Malaysian Banks Could Still Merge Despite Capital Requirements
Mid-sized banks in Malaysia could still move ahead with merger plans despite higher capital requirements.
The proposed additional capital requirements for domestic systemically important banks (DSIBs) in Malaysia will not thwart merger plans amongst mid-sized banks, according to a report from Fitch Ratings. This is because banks still have healthy capital positions that can withstand the planned surcharge.
«We do not expect Malaysia's additional DSIB requirements to materially affect banks' capital targets. The major banks already meet the higher proposed requirements comfortably and we believe many banks have made some allowance for them in their capital planning, as the DSIB framework has been widely anticipated,» said Elaine Koh, an analyst from Fitch, who was quoted in «Asian Banking and Finance».
Well Above Pillar 1 range
The common equity Tier 1 ratios of the top-six banking groups in Malaysia ranged between 12.0 and 15.5% percent at the end of 2018, well above the 7.5 to 8.0 percent Pillar 1 minimum that they would need to meet.
Hence, the new requirements are unlikely to deter industry consolidation especially amongst mid-sized banks, which may be designated as smaller DSIBs and should stand to benefit the most from consolidation through franchise and cost-efficiency gains.
Mega DSIBs Discouraged
Consolidation among the top two or three players, however, could result in the merged entity incurring a higher DSIB surcharge of 2.0 percent of risk-weighted assets or more, Koh notes. The central bank has said that it may impose higher DSIB surcharges to discourage larger DSIBs from further increasing their systemic importance.
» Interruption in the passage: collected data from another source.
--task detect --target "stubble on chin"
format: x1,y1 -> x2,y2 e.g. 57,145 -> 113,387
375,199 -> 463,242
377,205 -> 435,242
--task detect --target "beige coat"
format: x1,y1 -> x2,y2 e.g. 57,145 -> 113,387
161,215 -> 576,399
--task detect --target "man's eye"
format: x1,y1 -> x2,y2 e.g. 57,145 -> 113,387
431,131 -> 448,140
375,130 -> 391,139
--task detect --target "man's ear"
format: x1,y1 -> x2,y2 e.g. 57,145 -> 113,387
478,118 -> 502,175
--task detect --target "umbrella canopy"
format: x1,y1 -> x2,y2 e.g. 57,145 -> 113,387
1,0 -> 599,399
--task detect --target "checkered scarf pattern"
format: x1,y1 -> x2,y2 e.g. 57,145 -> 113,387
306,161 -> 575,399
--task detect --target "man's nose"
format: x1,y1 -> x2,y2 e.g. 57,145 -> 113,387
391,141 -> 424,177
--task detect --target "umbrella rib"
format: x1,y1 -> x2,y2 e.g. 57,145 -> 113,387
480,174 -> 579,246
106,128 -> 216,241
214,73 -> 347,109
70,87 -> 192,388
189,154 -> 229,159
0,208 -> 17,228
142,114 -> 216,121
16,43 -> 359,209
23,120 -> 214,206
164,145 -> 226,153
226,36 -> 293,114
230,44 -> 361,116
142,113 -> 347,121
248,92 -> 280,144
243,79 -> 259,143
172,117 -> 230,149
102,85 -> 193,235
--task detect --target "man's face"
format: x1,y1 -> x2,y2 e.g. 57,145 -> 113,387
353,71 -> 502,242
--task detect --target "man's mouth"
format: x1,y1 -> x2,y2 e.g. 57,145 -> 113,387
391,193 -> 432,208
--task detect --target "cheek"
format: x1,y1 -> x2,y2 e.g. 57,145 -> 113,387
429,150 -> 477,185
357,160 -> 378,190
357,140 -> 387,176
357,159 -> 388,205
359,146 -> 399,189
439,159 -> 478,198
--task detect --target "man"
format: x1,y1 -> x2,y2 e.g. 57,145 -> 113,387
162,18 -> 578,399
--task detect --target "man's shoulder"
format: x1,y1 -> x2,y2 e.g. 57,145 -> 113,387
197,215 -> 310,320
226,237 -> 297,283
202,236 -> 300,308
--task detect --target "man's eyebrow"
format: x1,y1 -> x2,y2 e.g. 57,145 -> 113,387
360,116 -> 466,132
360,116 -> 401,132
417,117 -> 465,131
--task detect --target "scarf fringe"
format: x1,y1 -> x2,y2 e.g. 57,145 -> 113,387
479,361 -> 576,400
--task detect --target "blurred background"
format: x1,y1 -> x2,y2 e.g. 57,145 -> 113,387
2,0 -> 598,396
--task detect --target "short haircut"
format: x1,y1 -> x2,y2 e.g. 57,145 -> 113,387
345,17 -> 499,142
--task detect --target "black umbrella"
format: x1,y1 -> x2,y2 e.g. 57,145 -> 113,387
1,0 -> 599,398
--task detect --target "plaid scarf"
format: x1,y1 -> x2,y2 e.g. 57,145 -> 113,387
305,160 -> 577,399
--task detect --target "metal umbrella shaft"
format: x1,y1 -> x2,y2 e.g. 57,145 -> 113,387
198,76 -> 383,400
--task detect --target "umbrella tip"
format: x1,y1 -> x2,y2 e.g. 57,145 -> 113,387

As part of the Basel III capital framework, Malaysia is planning to increase surcharge for domestic systematically important banks (DSIBs) of 0.5 to 1 percent of risk-weighted assets.
Lower Versus ASEAN Peers
As compared to its ASEAN peers, Malaysia's planned buffer is still relatively low. Indonesia's capital surcharge range is at 1 to 2.5 percent, the Philippines' capital surcharge is at 1.5 to 2.5 percent, while Singapore's is at 2%.